Quantum Field Theory Course

Total: 440+ pages covering classical field theory through the Standard Model

Part II, Chapter 7

Photon Field Quantization

Quantizing the electromagnetic field: gauge freedom and physical photons

🔗Course Connections

📚Prerequisites

QFT Part I
Electromagnetic Field
Classical Maxwell theory and gauge invariance
QFT Part II
Free Scalar Quantization
Mode expansion and creation operators
▶️

Video Lecture

Lecture 20: Photon Field Quantization - MIT 8.323

Quantizing the electromagnetic field and electron-photon interactions (MIT QFT Course)

💡 Tip: Watch at 1.25x or 1.5x speed for efficient learning. Use YouTube's subtitle feature if available.

7.1 The Gauge Freedom Problem

The electromagnetic field Aμ(x) is a vector field (spin 1) described by the Lagrangian:

$$\mathcal{L} = -\frac{1}{4}F_{\mu\nu}F^{\mu\nu}$$

where Fμν = ∂μAν - ∂νAμ is the field strength tensor.

⚠️ The Problem: Gauge Invariance

The Lagrangian is invariant under gauge transformations:

$$A^\mu(x) \to A^\mu(x) + \partial^\mu \chi(x)$$

This means Aμ has redundant degrees of freedom! We can't directly quantize it like we did for scalars—we'd be quantizing unphysical modes.

To quantize, we must:

  1. Fix the gauge (choose a specific Aμ from each gauge equivalence class)
  2. Identify the physical degrees of freedom
  3. Quantize only the physical modes

7.2 Gauge Fixing Choices

There are several popular gauge choices. We'll focus on Coulomb gauge (radiation gauge).

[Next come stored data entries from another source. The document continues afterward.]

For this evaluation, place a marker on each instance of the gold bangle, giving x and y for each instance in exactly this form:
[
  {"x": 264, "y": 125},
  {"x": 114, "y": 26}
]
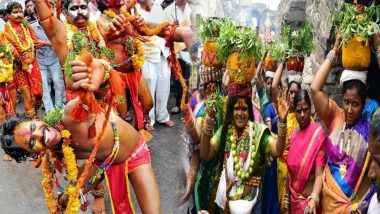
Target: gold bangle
[
  {"x": 107, "y": 69},
  {"x": 98, "y": 193}
]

Coulomb Gauge (Radiation Gauge)

Gauge Condition:

$$\nabla \cdot \mathbf{A} = 0 \quad \text{and} \quad A^0 = 0$$

This is called "radiation gauge" because it's natural for describing electromagnetic radiation (photons).

In Coulomb gauge:

  • A is purely transverse: Ak for plane waves
  • Electric field: E = -∂tA (no scalar potential contribution)
  • Magnetic field: B = ∇ × A (as always)

Other Gauge Choices

Lorenz Gauge

μAμ = 0

Manifestly Lorentz covariant, used in covariant quantization

Temporal Gauge

A0 = 0

Simple but not manifestly covariant

Axial Gauge

nμAμ = 0 (n = fixed vector)

Useful for non-Abelian gauge theories

Light-Cone Gauge

A+ = 0

Natural for high-energy scattering

7.3 Mode Expansion in Coulomb Gauge

Expand the vector potential in plane waves:

$$\mathbf{A}(\mathbf{x}, t) = \int \frac{d^3k}{(2\pi)^3} \frac{1}{\sqrt{2\omega_k}} \sum_{\lambda=1}^2 \left[ \hat{a}_{\mathbf{k},\lambda} \boldsymbol{\epsilon}^{(\lambda)}(\mathbf{k}) e^{i\mathbf{k} \cdot \mathbf{x} - i\omega_k t} + \hat{a}_{\mathbf{k},\lambda}^\dagger \boldsymbol{\epsilon}^{(\lambda)*}(\mathbf{k}) e^{-i\mathbf{k} \cdot \mathbf{x} + i\omega_k t} \right]$$

where:

  • ωk = |k| (photons are massless!)
  • λ = 1, 2 labels the two transverse polarizations
  • ε(λ)(k) are polarization vectors

7.4 Polarization Vectors

The polarization vectors must satisfy:

\begin{align*} \mathbf{k} \cdot \boldsymbol{\epsilon}^{(\lambda)}(\mathbf{k}) &= 0 \quad \text{(transversality from } \nabla \cdot \mathbf{A} = 0\text{)} \\ \boldsymbol{\epsilon}^{(\lambda)}(\mathbf{k}) \cdot \boldsymbol{\epsilon}^{(\lambda')*}(\mathbf{k}) &= \delta^{\lambda\lambda'} \quad \text{(orthonormality)} \\ \sum_{\lambda=1}^2 \epsilon_i^{(\lambda)}(\mathbf{k}) \epsilon_j^{(\lambda)*}(\mathbf{k}) &= \delta_{ij} - \frac{k_i k_j}{|\mathbf{k}|^2} \quad \text{(completeness)} \end{align*}

💡Physical Meaning of Polarizations

For a photon traveling in the z-direction (k = k ẑ), the two polarization vectors are:

  • ε(1) = x̂ (linear polarization in x-direction)
  • ε(2) = ŷ (linear polarization in y-direction)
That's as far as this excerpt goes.